Who'd have thought that the first lady planting an organic garden would have been controversial? I sure didn't. It says so much, to me, about who we are as a culture and where we have come from that something like growing a vegetable garden without the use of pesticides was somehow radical. Pesticde use in this country didn't really build up steam until after world war 2. In part it was the chemical warehouse from the war that needed to be used that motivated the idea of pesticides along with increasing production by planting thousands if not millions of acres of mono-cultures, which simply are not sustainable.

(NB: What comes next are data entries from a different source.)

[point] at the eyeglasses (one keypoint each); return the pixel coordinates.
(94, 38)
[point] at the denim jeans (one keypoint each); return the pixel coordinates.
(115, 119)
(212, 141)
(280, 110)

Here is another quote from the Homegrown blurb on Radical Homemakers that is from the introduction to the book (the red highlight is mine):

As I looked more closely at the role homemaking could play in revitalizing our local food system, I saw that the position was a linchpin for more than just making use of garden produce and chicken carcasses. Individuals who had taken this path in life were building a great bridge from our existing extractive economy – where corporate wealth was regarded as the foundation of economic health, where mining our earth’s resources and exploiting our international neighbors was accepted as simply the cost of doing business – to a life-serving economy, where the goal is, in the words of David Korten, to generate a living for all, rather that a killing for a few, where our resources are sustained, our waters are kept clean, our air pure, and families can lead meaningful and joyful lives.

In the end what is so eye opening to me is that what used to be considered something valuable and essential - growing and making of food - got relegated to the compost heap because it wasn't convenient? Certainly with high rents and expensive food stuffs urban living can leave little time for much else than work. That's what I hope to be doing here.

The good news is that people really want to change, want to eat better, healthier food that is made from food not from products and after decades of eating processed packaged crap this old idea has taken foot again and become radical. And now we have a new book to further help us on our journey towards being Radical Homemakers thanks to Shannon Hayes.